Table 1 Comparison of Clinicopathological Characteristics of Granuloma Annulare, Collagenous and Elastotic Marginal Plaques of the Hands, and Elastolytic Giant Cell Granuloma

Treatment with EGCG is often not required because the lesions are benign and asymptomatic. Spontaneous remission over months to years has been documented.1,21 Nevertheless, several forms of treatment have been reported with varying results, including hydroxychloroquine, cyclosporine, topical, intralesional, and systemic corticosteroids, cryotherapy, methotrexate, isotretinoin, acitretin, pentoxifylline, retinoid with psoralen plus ultraviolet A, pulsed dye laser, and fractionated carbon dioxide laser.1,21–23 Both of our cases responded well to topical high-potency corticosteroids without any additional treatment.
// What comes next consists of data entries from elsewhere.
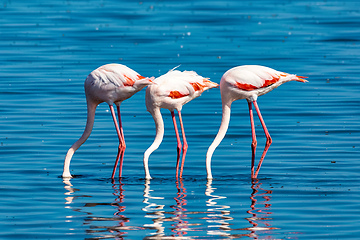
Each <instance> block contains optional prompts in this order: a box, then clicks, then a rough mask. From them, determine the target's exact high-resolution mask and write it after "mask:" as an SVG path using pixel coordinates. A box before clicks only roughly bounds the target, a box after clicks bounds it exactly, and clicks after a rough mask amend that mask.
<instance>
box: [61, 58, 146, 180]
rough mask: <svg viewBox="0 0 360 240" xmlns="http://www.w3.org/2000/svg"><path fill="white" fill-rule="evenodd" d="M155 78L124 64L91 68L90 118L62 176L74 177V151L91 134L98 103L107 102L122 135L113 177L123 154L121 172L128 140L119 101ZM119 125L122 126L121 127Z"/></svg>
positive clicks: (66, 161)
mask: <svg viewBox="0 0 360 240" xmlns="http://www.w3.org/2000/svg"><path fill="white" fill-rule="evenodd" d="M152 79H153V78H145V77H143V76H141V75H140V74H138V73H137V72H135V71H134V70H132V69H130V68H128V67H127V66H125V65H122V64H107V65H103V66H101V67H99V68H97V69H95V70H94V71H92V72H91V73H90V74H89V75H88V77H87V78H86V80H85V83H84V88H85V96H86V102H87V122H86V127H85V130H84V133H83V135H82V136H81V137H80V138H79V140H77V141H76V142H75V143H74V144H73V145H72V146H71V147H70V149H69V150H68V152H67V154H66V156H65V161H64V170H63V174H62V176H63V177H64V178H69V177H72V176H71V174H70V161H71V158H72V156H73V154H74V152H75V151H76V150H77V149H78V148H79V147H80V146H81V145H82V144H83V143H84V142H85V141H86V140H87V138H88V137H89V136H90V133H91V131H92V128H93V125H94V119H95V110H96V107H97V106H98V105H99V104H100V103H102V102H106V103H107V104H109V107H110V110H111V114H112V117H113V120H114V124H115V128H116V131H117V134H118V137H119V150H118V156H117V159H116V162H115V166H114V170H113V174H112V177H114V174H115V171H116V167H117V164H118V161H119V158H120V157H121V162H120V171H119V175H120V176H121V169H122V159H123V154H124V151H125V148H126V146H125V140H124V134H123V130H122V124H121V117H120V104H121V103H122V101H124V100H126V99H128V98H130V97H131V96H132V95H134V94H135V93H137V92H138V91H140V90H141V89H143V88H144V87H146V86H148V85H150V84H152ZM113 104H115V105H116V107H117V111H118V119H119V124H118V123H117V120H116V117H115V111H114V107H113ZM119 125H120V127H119Z"/></svg>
However, this deduction of the efficacy of the corticosteroids in these patients has some limitations due to the possibility of spontaneous resolution, which has also been characterized in EGCG.1,21 Additionally, this study lacks long-term follow-up to assess the possibility of recurrence and the possible disease association, which may occur much later in the disease course.

Conclusion

We report two cases of unusual Elastolytic giant cell granuloma (EGCG) with palmar involvement that were readily responsive to topical high-potency corticosteroids. This information broadens our understanding of EGCG and helps clinicians better characterize this rare disease. In cases without obvious external factors, investigation for underlying metabolic, autoimmune, and inflammatory conditions may be warranted.

Ethics Approval and Informed Consent

The patients provided written informed consent for case details and accompanying images to be published. Institutional approval was not required to publish the case details.

Funding

The authors received no financial support for this research.

Disclosure

The authors declare no conflicts of interest in this work.